Hours before Bee apologized, White House Press Secretary Sarah Huckabee Sanders lambasted her in a statement and said that “executives at Time Warner and TBS must demonstrate that such explicit profanity about female members of this administration will not be condoned on its network.” (Sanders also called last September for ESPN to terminate then-show host Jemele Hill over a barbed remark she made on Twitter, an unusual plea from a government employee that raised eyebrows.)
“The president of the United States and top White House officials should never use their powerful platform to call on anyone but government officials to be fired,” said Griffin, who was called out by Trump in late March 2017 over an ill-advised photo shoot.
Bill Burton, a Democratic strategist who served as a White House press secretary under President Barack Obama, said the previous president’s team complained about some of the programming on Fox News but never advocated for a boycott or show termination.

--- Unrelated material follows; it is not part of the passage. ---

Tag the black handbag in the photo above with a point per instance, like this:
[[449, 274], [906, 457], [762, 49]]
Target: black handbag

“One would think that if this White House finally decided to show moral leadership, it wouldn’t be because of something that someone said on TBS,” Burton said.
While the network’s response to the Bee backlash is not thought to be connected, TBS parent company Time Warner is in a particularly tenuous position right now, as it awaits a June 12 court decision over the government’s lawsuit to block AT&T’s deal to acquire it.
The Trump presidency has been a tricky one for corporate media companies, which have benefitted from a “bump” in interest in news but are wary of appearing in the media-critic-in-chief’s crosshairs.
Last week, the president targeted ABC parent company Disney president Bob Iger with two separate tweets asking why the network apologized to former Obama adviser Valerie Jarrett, the target of Roseanne Barr’s slur, but not to him. The network has not engaged with the president’s complaint.